Working Configuration
-
Model: ONNX (opset 18), running with FP32 on CPU
-
Output: Accurate
Failing Configurations (with DSP)
I’ve tested the following compilation and quantization setups using compile.py
(based on onnxrt_ep.py
from edgeai-tidl-tools
):
-
QDQ quantized model (via
quantize_static
from ONNX)-
Fails at compile time
-
TIDL import error: "missing inputs", topological sort failure (see below)
-
-
Quantization during TIDL compilation
-
Segfaults at TIDL compilation (session.run() with inference_mode:0)
-
With a warning:
Conv node failure: Name '/custom_backbone/block1_2/conv1/Conv'
Status Message: Input channels C is not equal to kernel channels * group.

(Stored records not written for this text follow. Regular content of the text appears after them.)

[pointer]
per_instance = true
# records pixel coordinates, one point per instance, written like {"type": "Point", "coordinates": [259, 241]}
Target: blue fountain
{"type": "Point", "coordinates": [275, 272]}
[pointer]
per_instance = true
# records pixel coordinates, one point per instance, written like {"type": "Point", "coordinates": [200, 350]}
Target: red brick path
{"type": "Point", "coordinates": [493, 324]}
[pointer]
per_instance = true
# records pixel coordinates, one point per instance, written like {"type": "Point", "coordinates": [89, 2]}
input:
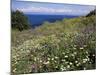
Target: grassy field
{"type": "Point", "coordinates": [65, 45]}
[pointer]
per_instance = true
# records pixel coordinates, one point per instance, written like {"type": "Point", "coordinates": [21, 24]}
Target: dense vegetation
{"type": "Point", "coordinates": [65, 45]}
{"type": "Point", "coordinates": [19, 21]}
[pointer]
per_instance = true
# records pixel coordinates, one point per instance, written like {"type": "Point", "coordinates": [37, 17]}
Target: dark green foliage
{"type": "Point", "coordinates": [91, 13]}
{"type": "Point", "coordinates": [65, 45]}
{"type": "Point", "coordinates": [19, 21]}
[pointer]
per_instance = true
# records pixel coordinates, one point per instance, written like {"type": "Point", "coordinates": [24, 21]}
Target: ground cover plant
{"type": "Point", "coordinates": [65, 45]}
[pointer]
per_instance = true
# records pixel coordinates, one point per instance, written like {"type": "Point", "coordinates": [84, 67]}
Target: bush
{"type": "Point", "coordinates": [63, 46]}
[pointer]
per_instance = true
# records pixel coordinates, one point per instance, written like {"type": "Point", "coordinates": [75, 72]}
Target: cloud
{"type": "Point", "coordinates": [43, 9]}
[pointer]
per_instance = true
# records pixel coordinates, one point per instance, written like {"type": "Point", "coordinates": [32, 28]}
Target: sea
{"type": "Point", "coordinates": [37, 20]}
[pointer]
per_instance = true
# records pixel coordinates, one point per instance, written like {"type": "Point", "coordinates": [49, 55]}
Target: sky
{"type": "Point", "coordinates": [51, 8]}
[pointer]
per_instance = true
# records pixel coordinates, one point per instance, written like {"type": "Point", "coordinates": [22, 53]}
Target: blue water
{"type": "Point", "coordinates": [36, 20]}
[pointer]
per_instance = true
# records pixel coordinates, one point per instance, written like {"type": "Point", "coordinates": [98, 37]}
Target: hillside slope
{"type": "Point", "coordinates": [65, 45]}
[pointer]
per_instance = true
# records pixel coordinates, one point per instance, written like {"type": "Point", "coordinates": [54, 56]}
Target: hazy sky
{"type": "Point", "coordinates": [51, 8]}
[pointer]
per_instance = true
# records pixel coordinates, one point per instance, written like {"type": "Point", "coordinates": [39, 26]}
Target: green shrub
{"type": "Point", "coordinates": [19, 21]}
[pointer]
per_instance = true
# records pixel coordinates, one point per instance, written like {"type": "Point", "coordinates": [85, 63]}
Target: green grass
{"type": "Point", "coordinates": [65, 45]}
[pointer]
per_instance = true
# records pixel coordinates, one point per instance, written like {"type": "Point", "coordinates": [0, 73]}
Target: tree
{"type": "Point", "coordinates": [19, 20]}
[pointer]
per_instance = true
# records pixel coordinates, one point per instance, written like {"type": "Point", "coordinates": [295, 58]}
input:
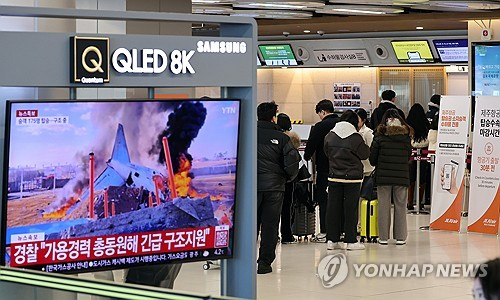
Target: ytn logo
{"type": "Point", "coordinates": [333, 270]}
{"type": "Point", "coordinates": [229, 110]}
{"type": "Point", "coordinates": [89, 59]}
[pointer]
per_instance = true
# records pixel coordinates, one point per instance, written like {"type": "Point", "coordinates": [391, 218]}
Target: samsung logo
{"type": "Point", "coordinates": [221, 47]}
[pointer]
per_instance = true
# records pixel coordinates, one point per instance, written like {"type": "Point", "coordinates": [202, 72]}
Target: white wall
{"type": "Point", "coordinates": [298, 90]}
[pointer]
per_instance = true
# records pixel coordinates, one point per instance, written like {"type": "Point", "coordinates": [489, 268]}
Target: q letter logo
{"type": "Point", "coordinates": [89, 60]}
{"type": "Point", "coordinates": [333, 270]}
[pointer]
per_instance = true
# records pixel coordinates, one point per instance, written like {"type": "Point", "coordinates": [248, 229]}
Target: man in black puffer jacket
{"type": "Point", "coordinates": [277, 163]}
{"type": "Point", "coordinates": [388, 99]}
{"type": "Point", "coordinates": [315, 144]}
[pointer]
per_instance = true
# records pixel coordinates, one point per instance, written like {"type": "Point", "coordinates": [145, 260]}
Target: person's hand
{"type": "Point", "coordinates": [453, 183]}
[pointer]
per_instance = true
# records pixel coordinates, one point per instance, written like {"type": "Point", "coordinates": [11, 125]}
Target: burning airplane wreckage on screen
{"type": "Point", "coordinates": [127, 197]}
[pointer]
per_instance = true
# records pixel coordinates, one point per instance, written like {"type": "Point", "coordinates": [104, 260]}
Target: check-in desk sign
{"type": "Point", "coordinates": [91, 59]}
{"type": "Point", "coordinates": [341, 57]}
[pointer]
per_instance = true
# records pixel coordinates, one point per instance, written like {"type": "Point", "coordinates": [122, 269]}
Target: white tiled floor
{"type": "Point", "coordinates": [294, 271]}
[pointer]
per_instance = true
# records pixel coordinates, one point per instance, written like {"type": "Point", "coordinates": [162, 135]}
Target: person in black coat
{"type": "Point", "coordinates": [277, 163]}
{"type": "Point", "coordinates": [388, 99]}
{"type": "Point", "coordinates": [314, 146]}
{"type": "Point", "coordinates": [345, 149]}
{"type": "Point", "coordinates": [433, 107]}
{"type": "Point", "coordinates": [285, 124]}
{"type": "Point", "coordinates": [390, 153]}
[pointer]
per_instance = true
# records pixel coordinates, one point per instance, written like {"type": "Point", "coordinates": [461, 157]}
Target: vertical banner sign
{"type": "Point", "coordinates": [485, 171]}
{"type": "Point", "coordinates": [451, 151]}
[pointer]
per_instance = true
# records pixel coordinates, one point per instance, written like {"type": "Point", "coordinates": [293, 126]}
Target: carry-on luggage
{"type": "Point", "coordinates": [369, 220]}
{"type": "Point", "coordinates": [304, 219]}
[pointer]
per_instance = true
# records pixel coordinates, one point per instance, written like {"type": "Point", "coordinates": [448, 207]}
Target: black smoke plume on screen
{"type": "Point", "coordinates": [182, 127]}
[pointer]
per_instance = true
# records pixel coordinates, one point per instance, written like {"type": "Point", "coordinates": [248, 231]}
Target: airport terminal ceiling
{"type": "Point", "coordinates": [321, 19]}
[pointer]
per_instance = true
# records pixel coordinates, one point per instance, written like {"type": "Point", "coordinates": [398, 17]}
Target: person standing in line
{"type": "Point", "coordinates": [433, 107]}
{"type": "Point", "coordinates": [314, 146]}
{"type": "Point", "coordinates": [432, 114]}
{"type": "Point", "coordinates": [390, 153]}
{"type": "Point", "coordinates": [277, 163]}
{"type": "Point", "coordinates": [286, 211]}
{"type": "Point", "coordinates": [418, 122]}
{"type": "Point", "coordinates": [345, 149]}
{"type": "Point", "coordinates": [433, 130]}
{"type": "Point", "coordinates": [367, 135]}
{"type": "Point", "coordinates": [387, 102]}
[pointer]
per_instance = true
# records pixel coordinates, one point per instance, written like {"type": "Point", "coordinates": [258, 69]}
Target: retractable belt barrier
{"type": "Point", "coordinates": [419, 155]}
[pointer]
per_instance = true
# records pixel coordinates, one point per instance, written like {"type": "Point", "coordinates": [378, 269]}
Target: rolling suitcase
{"type": "Point", "coordinates": [304, 219]}
{"type": "Point", "coordinates": [369, 220]}
{"type": "Point", "coordinates": [304, 223]}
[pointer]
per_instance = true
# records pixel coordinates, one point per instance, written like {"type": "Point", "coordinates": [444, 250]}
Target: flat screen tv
{"type": "Point", "coordinates": [452, 51]}
{"type": "Point", "coordinates": [485, 69]}
{"type": "Point", "coordinates": [278, 55]}
{"type": "Point", "coordinates": [94, 185]}
{"type": "Point", "coordinates": [412, 52]}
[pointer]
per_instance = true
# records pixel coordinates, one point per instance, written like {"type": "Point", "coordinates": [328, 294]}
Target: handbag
{"type": "Point", "coordinates": [303, 172]}
{"type": "Point", "coordinates": [369, 187]}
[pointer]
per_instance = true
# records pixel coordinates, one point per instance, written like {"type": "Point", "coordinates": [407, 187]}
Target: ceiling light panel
{"type": "Point", "coordinates": [272, 14]}
{"type": "Point", "coordinates": [294, 5]}
{"type": "Point", "coordinates": [381, 2]}
{"type": "Point", "coordinates": [465, 5]}
{"type": "Point", "coordinates": [212, 9]}
{"type": "Point", "coordinates": [358, 10]}
{"type": "Point", "coordinates": [194, 2]}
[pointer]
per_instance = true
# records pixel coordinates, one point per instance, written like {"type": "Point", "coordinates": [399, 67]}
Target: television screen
{"type": "Point", "coordinates": [485, 69]}
{"type": "Point", "coordinates": [259, 62]}
{"type": "Point", "coordinates": [278, 55]}
{"type": "Point", "coordinates": [452, 50]}
{"type": "Point", "coordinates": [412, 52]}
{"type": "Point", "coordinates": [92, 185]}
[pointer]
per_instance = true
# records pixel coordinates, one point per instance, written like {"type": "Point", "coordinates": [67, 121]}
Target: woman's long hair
{"type": "Point", "coordinates": [418, 121]}
{"type": "Point", "coordinates": [283, 121]}
{"type": "Point", "coordinates": [363, 115]}
{"type": "Point", "coordinates": [393, 113]}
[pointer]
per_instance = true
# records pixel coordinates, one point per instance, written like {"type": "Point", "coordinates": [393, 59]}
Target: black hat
{"type": "Point", "coordinates": [436, 99]}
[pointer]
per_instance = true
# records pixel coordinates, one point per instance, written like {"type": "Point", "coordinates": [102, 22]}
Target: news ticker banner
{"type": "Point", "coordinates": [451, 152]}
{"type": "Point", "coordinates": [87, 253]}
{"type": "Point", "coordinates": [484, 201]}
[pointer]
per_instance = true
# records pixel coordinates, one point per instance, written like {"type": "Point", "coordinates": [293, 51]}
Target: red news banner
{"type": "Point", "coordinates": [27, 254]}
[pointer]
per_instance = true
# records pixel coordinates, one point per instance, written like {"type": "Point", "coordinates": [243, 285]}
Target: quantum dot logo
{"type": "Point", "coordinates": [333, 270]}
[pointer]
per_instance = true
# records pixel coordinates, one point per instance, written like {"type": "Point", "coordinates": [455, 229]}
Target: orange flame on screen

C: 1 kernel channels: 3 group:
After this warning, the process segfaults immediately
-
I solved the Conv parameters (kernel_size=11, stride=4, padding=5), allowing the model to compile.
However, the output range is now enormous (-3.5e+33 to +2.6e+33
), suggesting a quantization or numeric overflow issue.
-
QDQ Import Failure Details
When attempting to compile the QDQ-format model (option 1), I get this TIDL import error:
[TIDL Import] [PARSER] ERROR: Layer 53, custom_backbone.block1_dd.conv_block.conv1.weight_DequantizeLinear_Output/duplicated:custom_backbone.block1_dd.conv_block.conv1.weight_DequantizeLinear_Output/duplicated is missing inputs in the network and cannot be topologically sorted. Missing inputs are:
-- [tidl_import_common.cpp, 4378]
Input 0: custom_backbone.block1_dd.conv_block.conv1.weight_DequantizeLinear_Output/duplicated, dataId=116
[TIDL Import] ERROR: - Failed in function: tidl_optimizeNet -- [tidl_import_core.cpp, 2602]
[TIDL Import] ERROR: Network Optimization failed - Failed in function: TIDL_runtimesOptimizeNet -- [tidl_runtimes_import_common.cpp, 1287]
It appears TIDL cannot resolve a duplicated or reused DequantizeLinear
node, which seems to be inserted during ONNX QDQ export.
Environment
-
Platform: TDA4VH
-
Python: 3.10.12
-
ONNX opset: 18
-
Quantization:
onnxruntime.quantization.quantize_static
-
TIDL tools commit:
1b75e86e79cfddb8f6e181014e6343e89765883d
-
Compilation: Based on
edgeai-tidl-tools/onnxrt_ep.py
- Calibration: performed using 100 test images in both options (quantize_static and TIDL quantization)
Key Questions
-
Are there known TIDL quantization or import issues with QDQ models (especially with reused weights or shared DequantizeLinear nodes)?
-
What causes the import error above, and how can I structure QDQ graphs to avoid this?
-
Does this kernel + stride combination require special handling in calibration?
-
Is there a known cause for this enormous output range after quantization?
Available for Debugging
I can provide the following artifacts if helpful:
-
ONNX models
-
Layer execution summary (
tempDir
) -
Calibration data + output examples
Any help would be greatly appreciated. Please let me know what additional files or logs you’d like to see.
Thanks in advance!
Victoria